Hauströdel

Anfangs wollten wir ja eigentlich einfach einen Container bestellen, aber nachdem wir alles inspiziert hatten, fanden wir es etwas schade drum. Unmengen an Geschirr und Gläsern, aufwändig verziertes Porzellan, Underberg-Fanartikel, Kissen und Häkeldeckchen (bergeweise), ein Kinderwagen aus den 60ern (vermutlich). Unsere Bankberaterin brachte uns schließlich auf die Idee mit dem Hauströdel und das erwies sich heute als das Beste, das wir machen konnten. Flugs habe ich heute morgen ein großes Forexschild geplottet „Heute Hauströdel“ und das zog mehr Neugierige an, als erwartet. So kamen wir auch mit den ersten Nachbarn und Menschen aus dem Viertel ins Gespräch. Das war ein schönes Erlebnis denn einige Dinge haben tatsächlich neue Liebhaber gewonnen.

Die Underberg-Schnapsgläschen und ein Underberg-Fläschchenständer waren als erstes weg. Eine ältere Dame fand Gefallen an einem Kerzenständer und erzählte mir sehr lange von ihrer Begeisterung für alte Häuser und deren besonderer Geborgenheit, vom Vintage-Trend und dem Bewahren alter Dinge. Sie riet uns, den Fliesenboden im Flur zu erhalten oder zumindest die Fliesen behutsam zu entfernen und an einen Händler für alte Baustoffe zu verkaufen.

Der Inhaberin der Pizzeria nebenan gefiel das aufwändig dunkelblau-gold verzierte Geschirr mit dem Herkunftsstempel „USSR“ und sie hat glatt den ganzen Haufen Häkeldeckchen mitgenommen. Ich hätte nie gedacht, dass die jemand will. Und ich habe die leise Ahnung, dass ich eines Tages eine Pizza dort esse und den „Das-kenne-ich-doch…“-Moment habe.
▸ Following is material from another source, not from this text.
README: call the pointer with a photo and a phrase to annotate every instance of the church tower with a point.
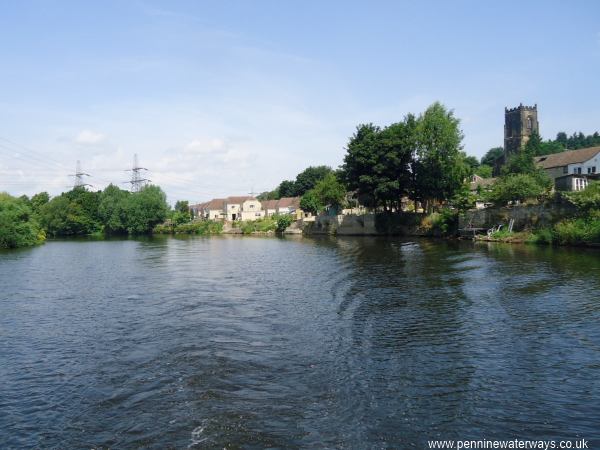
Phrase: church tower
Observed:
(519, 124)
Besonders gefreut hat mich die Begegnung mit Frau K. Die hatte der Vorbesitzerin, Frau V., nämlich zwei Fahrradlenkergriffüberzüge aus Wolle als Muster gegeben, damit Frau V. ein zweites Paar anfertigen kann. Frau V. verstarb plötzlich und Frau K. glaubte ihre einzigartigen Muster unwiederbringlich verloren. Sie war überglücklich als ich die kleinen, schwarzen Wollschläuche aus einem Handarbeitskorb zog. Ansonsten hat es sie aber auch ein bisschen mitgenommen, denn die beiden waren befreundet. Dass die Tassen, aus denen sie gemeinsam Kaffee getrunken haben, nun auf dem großen Haufen als Trödel deklariert auf Abnehmer warteten, hat sie schon etwas erschüttert. „Margot, Margot, Margot…“ seufzte sie immer wieder. Das tat mir etwas leid und ich hatte das Bedürfnis, ihr zu erklären, dass es doch viel schöner ist, wenn die Sachen neue Besitzer finden, anstatt auf dem Müll zu landen – was ich ungefähr jedem heute erzählt habe. Aber dann fand sie doch noch ein paar schöne Dinge. Sie konnte nicht alles tragen und will morgen nochmal wiederkommen. Den Wohnzimmer-Vorhang mit Stange wollte sie haben. Da wäre ich im Traum nicht drauf gekommen, der hing noch an der Wand.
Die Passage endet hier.